Daniele Casanova (1970 – 13 October 2018) was an Italian Formula One engineer. He specialised in vehicle dynamics and simulation engineering and held senior engineering positions at Red Bull Racing, Renault F1 Team, Lotus F1 Team and Scuderia Ferrari.

==Career==
Casanova was born in Rivanazzano, Italy. He studied mechanical engineering at the Polytechnic University of Milan, before doing a masters at the Delft University of Technology. He earned a PhD at Cranfield University with research focused on optimisation and simulation techniques related to motorsport engineering.

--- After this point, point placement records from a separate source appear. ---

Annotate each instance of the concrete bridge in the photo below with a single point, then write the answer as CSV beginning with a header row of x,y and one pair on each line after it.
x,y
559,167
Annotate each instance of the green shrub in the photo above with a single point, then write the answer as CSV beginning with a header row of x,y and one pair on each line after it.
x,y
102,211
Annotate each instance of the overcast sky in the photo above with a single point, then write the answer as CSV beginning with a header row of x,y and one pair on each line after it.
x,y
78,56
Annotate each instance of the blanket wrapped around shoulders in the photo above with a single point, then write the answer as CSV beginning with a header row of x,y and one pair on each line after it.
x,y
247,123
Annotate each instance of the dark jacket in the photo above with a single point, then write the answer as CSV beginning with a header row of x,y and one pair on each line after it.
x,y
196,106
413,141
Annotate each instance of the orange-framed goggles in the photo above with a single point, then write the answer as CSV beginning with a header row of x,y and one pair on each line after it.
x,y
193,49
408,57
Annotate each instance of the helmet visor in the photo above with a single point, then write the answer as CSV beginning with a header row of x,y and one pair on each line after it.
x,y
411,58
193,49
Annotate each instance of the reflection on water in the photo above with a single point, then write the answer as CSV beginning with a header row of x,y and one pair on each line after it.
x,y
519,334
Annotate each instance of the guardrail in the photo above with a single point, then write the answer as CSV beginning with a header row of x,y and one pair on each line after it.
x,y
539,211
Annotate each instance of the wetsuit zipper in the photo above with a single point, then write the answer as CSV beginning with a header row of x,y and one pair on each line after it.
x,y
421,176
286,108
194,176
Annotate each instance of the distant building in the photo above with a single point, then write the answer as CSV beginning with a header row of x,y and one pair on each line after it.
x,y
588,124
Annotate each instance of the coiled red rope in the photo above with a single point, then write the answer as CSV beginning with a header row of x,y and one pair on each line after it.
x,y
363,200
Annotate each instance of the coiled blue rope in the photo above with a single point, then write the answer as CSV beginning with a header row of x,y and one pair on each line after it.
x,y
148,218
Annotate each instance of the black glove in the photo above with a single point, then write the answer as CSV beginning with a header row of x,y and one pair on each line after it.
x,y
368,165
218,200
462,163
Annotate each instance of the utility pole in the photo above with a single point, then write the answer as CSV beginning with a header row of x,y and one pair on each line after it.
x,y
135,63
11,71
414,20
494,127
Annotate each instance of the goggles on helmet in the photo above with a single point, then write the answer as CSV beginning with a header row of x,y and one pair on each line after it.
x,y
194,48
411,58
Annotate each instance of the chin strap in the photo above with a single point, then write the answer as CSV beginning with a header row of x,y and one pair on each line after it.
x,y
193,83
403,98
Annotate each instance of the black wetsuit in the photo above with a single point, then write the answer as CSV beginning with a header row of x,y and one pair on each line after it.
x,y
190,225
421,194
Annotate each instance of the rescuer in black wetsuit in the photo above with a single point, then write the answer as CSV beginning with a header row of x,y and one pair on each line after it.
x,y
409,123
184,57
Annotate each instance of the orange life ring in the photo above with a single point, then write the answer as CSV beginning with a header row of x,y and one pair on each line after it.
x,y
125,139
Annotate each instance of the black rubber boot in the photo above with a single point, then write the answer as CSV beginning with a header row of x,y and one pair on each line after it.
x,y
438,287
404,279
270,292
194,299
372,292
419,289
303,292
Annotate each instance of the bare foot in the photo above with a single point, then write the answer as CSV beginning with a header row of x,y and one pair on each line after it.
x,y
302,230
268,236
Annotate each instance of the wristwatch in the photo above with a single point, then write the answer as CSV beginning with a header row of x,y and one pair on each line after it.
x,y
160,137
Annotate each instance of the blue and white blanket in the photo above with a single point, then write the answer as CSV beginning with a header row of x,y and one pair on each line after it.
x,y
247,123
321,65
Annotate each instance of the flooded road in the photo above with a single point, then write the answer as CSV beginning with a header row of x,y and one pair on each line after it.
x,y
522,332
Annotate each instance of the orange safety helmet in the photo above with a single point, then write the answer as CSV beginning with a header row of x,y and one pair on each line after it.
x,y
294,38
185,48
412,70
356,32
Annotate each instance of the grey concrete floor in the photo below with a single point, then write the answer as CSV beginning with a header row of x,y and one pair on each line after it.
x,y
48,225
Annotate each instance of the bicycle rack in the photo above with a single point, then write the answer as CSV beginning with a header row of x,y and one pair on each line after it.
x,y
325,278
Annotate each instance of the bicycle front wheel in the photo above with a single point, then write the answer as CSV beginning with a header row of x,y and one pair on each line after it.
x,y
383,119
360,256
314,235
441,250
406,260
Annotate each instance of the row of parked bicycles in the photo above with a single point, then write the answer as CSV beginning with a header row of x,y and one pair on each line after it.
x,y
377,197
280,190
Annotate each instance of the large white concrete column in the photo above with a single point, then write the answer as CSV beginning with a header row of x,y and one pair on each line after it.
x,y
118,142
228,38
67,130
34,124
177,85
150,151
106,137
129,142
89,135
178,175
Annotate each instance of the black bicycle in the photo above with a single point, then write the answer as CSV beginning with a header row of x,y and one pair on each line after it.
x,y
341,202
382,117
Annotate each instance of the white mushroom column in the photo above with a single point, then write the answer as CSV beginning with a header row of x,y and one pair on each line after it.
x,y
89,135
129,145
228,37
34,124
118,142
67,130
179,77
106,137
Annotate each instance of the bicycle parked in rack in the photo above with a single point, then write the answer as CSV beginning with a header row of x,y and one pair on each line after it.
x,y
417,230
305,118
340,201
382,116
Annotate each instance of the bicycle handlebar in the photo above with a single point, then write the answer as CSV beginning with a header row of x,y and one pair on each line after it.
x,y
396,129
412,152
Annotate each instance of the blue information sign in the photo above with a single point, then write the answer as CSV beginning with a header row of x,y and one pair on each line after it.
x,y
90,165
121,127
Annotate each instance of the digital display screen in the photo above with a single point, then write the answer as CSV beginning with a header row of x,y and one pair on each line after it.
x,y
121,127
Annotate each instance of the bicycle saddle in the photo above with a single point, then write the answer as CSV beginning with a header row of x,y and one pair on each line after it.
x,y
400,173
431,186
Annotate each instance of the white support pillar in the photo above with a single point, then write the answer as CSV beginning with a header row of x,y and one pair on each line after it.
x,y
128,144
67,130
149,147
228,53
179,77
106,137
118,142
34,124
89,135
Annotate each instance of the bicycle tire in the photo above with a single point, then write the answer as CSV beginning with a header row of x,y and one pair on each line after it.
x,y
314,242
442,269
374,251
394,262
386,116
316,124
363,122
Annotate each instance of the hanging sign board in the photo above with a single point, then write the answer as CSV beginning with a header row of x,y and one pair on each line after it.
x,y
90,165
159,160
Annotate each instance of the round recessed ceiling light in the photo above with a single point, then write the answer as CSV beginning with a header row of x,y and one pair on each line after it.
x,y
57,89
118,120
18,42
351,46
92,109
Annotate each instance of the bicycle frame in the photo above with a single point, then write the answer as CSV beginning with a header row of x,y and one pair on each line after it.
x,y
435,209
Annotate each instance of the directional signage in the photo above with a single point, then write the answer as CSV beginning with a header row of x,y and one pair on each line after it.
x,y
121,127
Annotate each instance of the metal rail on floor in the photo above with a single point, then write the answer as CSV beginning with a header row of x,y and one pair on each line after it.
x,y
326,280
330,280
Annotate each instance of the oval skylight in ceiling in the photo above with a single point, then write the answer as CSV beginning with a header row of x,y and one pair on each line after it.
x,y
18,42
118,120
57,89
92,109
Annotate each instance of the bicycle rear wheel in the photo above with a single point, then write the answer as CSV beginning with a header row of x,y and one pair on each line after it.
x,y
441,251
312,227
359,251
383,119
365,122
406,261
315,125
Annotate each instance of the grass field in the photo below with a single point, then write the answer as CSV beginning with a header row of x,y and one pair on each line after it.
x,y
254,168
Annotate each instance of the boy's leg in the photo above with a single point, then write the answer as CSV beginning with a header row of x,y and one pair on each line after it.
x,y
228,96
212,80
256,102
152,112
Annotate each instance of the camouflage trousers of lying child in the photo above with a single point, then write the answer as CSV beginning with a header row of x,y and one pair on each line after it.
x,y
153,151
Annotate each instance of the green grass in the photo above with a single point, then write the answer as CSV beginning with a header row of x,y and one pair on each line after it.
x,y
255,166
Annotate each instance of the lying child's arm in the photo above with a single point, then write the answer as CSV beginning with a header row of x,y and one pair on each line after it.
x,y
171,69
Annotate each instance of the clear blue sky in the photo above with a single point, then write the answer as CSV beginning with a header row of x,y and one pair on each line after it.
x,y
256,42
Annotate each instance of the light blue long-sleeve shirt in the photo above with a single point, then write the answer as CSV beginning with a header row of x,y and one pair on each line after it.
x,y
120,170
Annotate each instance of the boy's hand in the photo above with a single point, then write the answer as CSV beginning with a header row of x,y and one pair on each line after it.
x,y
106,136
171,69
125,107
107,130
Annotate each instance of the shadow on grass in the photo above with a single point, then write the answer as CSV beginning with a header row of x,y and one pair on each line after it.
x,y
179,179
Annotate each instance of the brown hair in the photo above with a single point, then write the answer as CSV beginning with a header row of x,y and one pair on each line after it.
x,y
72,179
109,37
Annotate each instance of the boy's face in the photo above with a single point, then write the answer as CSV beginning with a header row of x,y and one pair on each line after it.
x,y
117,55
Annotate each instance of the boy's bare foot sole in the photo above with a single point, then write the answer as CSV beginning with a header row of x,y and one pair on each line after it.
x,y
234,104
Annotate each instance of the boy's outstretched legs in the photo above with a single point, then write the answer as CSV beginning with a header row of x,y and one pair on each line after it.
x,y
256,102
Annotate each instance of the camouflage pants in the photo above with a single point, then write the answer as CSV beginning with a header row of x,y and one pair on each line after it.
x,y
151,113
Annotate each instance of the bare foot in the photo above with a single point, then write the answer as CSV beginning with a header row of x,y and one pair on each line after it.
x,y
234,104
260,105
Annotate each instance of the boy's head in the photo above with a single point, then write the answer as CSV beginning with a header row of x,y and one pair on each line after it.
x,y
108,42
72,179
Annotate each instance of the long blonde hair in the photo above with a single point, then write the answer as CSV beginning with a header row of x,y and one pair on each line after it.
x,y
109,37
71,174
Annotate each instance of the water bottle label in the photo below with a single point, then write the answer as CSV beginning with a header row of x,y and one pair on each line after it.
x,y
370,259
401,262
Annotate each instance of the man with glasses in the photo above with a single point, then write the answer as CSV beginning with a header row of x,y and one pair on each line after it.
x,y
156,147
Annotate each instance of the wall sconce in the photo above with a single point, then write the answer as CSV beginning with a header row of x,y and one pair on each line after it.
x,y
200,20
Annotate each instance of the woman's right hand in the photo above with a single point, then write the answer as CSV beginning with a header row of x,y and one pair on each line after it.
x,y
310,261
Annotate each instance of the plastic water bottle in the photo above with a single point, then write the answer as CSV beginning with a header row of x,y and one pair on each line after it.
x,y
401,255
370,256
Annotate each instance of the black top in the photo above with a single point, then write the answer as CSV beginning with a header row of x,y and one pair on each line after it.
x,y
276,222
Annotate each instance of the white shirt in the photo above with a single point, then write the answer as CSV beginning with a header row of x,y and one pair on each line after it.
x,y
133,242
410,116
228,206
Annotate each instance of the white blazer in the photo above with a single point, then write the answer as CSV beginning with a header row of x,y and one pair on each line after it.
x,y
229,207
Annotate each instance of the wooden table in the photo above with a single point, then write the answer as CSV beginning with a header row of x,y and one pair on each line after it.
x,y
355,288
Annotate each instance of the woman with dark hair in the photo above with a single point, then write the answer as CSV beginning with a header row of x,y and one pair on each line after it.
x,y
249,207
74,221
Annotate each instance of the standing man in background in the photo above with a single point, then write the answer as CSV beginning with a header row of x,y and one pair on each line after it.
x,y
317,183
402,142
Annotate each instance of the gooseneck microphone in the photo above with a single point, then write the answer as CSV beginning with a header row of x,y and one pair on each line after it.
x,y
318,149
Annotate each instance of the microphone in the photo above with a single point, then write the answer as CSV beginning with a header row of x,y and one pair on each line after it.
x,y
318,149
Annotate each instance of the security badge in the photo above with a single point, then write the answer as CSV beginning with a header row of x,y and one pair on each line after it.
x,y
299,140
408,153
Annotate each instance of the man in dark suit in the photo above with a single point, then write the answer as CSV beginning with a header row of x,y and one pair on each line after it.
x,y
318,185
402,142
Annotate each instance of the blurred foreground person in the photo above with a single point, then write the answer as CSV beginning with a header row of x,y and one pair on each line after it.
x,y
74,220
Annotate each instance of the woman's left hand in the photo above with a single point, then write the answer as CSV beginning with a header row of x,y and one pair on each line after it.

Casanova began his motorsport career working in research and development with the Benetton Formula team, that transitioned into Renault F1 Team during his stint. He then moved to Toyota Racing as a performance engineer in 2003, remaining with the Japanese outfit for two seasons until he departed at the end of 2005.

Casanova joined Red Bull Racing for the 2006 season as Performance Engineer to Christian Klien, where he was responsible for car set-up, vehicle dynamics simulation, and acting as a liaison between the race engineering group and the design office. In 2007 he was assigned to Mark Webber, remaining in this role until the end of 2009 and contributing to the Australian’s first Formula One victory at the 2009 German Grand Prix. Casanova then returned to Enstone, where he was appointed Head of Vehicle Performance at Renault, later becoming Head of Performance Systems when the team was rebranded as the Lotus F1 Team. In this capacity he oversaw all aspects of vehicle performance, including development of the driver-in-the-loop simulator, tyre performance analysis, and control systems, while also contributing to race strategy and the integration of simulation tools with trackside operations.

In late 2014, Casanova joined Scuderia Ferrari, as part of a recruitment drive initiated by former Enstone man James Allison. He continued as Head of Performance Systems, applying modelling, simulation, and optimisation tools to support Ferrari’s Formula One programmes. He was responsible for the team's driver-in-loop simulator programme and race support operations.

Casanova died on 13 October 2018 following a cardiac arrest. He was survived by his wife, Lucy Luget, and their two children.